The utility of these reflexive pathways for survival is clear, such as responding efficiently to potential threats (Sokolov, 1963). Beyond their use for survival, these phylogenetically older pathways may also enable organisms to respond to dynamic and complex acoustic stimuli such as spoken language or music. The question remains, in which contexts can involuntary audio-motor innervation occur? Do only highly salient and rare sounds innervate the muscles or can changes along a range of acoustic features innervate the muscles? The few studies that have examined spontaneous human movement to sounds demonstrated that certain features of a musical texture, such as the entrance of different instruments, can influence the amount and quality of spontaneous overt (observable) movement (Burger, Thompson, Luck, Saarikallio, & Toiviainen, 2014; Hurley, Martens, & Janata, 2014; Janata, Tomic, & Haberman, 2012). However, these studies sought to document alignment of overt movement with general aspects of musical structure, for example, a regular beat. It remains an open question whether features of sound that do not correspond to a predictable structure within a complex sound stream such as music, can evoke involuntary, subthreshold muscle activity. Music and speech contain a wealth of acoustic features that often converge on a predictable temporal structure (Jones, 2001; Rothermich, Schmidt-Kassow, & Kotz, 2012), yet they also contain unpredictable events that may also engage the motor system. Given that the motor system is flexibly attuned not only to the buildup of regularities over time (Morillon, Schroeder, Wyart, & Arnal, 2016), but also to instantaneous relative changes in stimulus features (Sokolov, 1963), the motor system may be sensitive to a range of features of sound even within complex listening contexts. Involuntary audio-motor integration could operate across many or all sound processing contexts, even contexts that require detection of and alignment to patterns, such as, tapping along with a beat in music (cf. Repp, 2005, Repp & Su, 2013) or coordinating responses to a conversation partner (e.g., Schultz et al., 2016). We address this issue by examining whether a range of acoustic changes in music trigger involuntary motor responses.

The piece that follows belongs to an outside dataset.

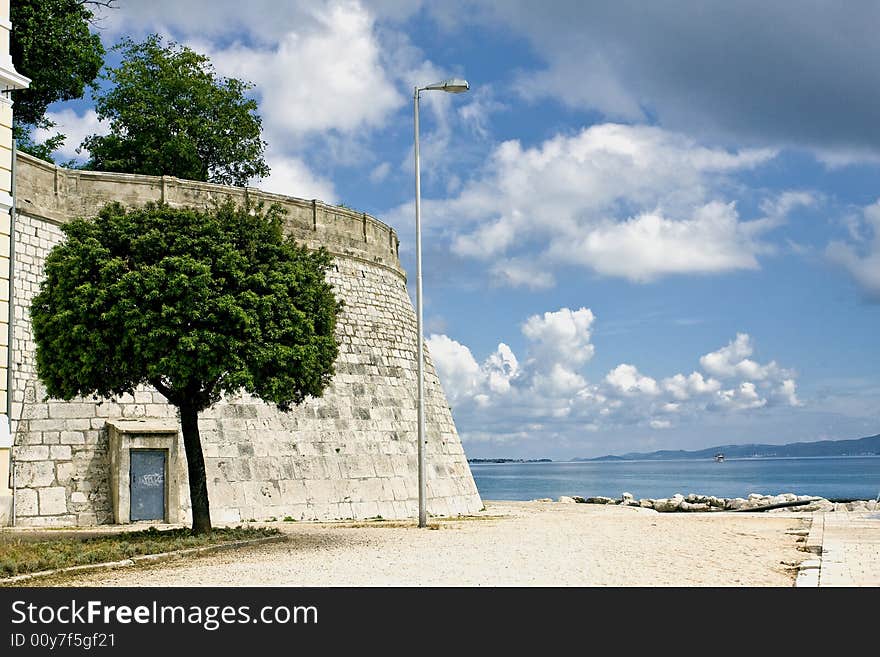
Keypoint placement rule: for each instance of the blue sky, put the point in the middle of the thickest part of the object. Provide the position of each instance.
(647, 225)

The second aim of the study was to examine the link between acoustic features that may evoke involuntary motor responses and the perception of salience. The human auditory system is highly attuned to change. This change sensitivity is captured by the concept of salience. Salience is the perception of a stimulus as distinct, prominent, or conspicuous relative to neighboring stimuli. Salience is evoked by a change or contrast, often sudden or sharp, along a particular stimulus feature (Borji, Sihite, & Itti, 2013; Parkhurst, Law, & Niebur, 2002). Visual salience and the ways in which visual features highlight points in space are well-documented (Borji et al., 2013; Gottlieb, Kusunoki, & Goldberg, 1998; Itti, 2006; Parkhurst et al., 2002; Thompson & Bichot, 2004). Acoustic salience is far less studied, despite its utility in highlighting points in time with high precision (Benoit et al., 2014; Dalla Bella, Benoit, Farrugia, Schwartze, & Kotz, 2015; Ellis & Jones, 2009; Fernandez-Del-Olmo et al., 2013; Rodger & Craig, 2016). The neural signatures of acoustic salience are well documented. For instance, the mismatch negativity (MMN) response is a comparative evoked potential that is understood to be a measure of pre-attentive change detection (Schröger, 1997; Schröger & Winkler, 1995). However, we still know little about how particular acoustic features contribute to the perception of salience, particularly within naturalistic stimuli that combine multiple features. Here, we aim to isolate particular acoustic features within music and identify those that contribute to the perception of salience, as well as to involuntary motor responses.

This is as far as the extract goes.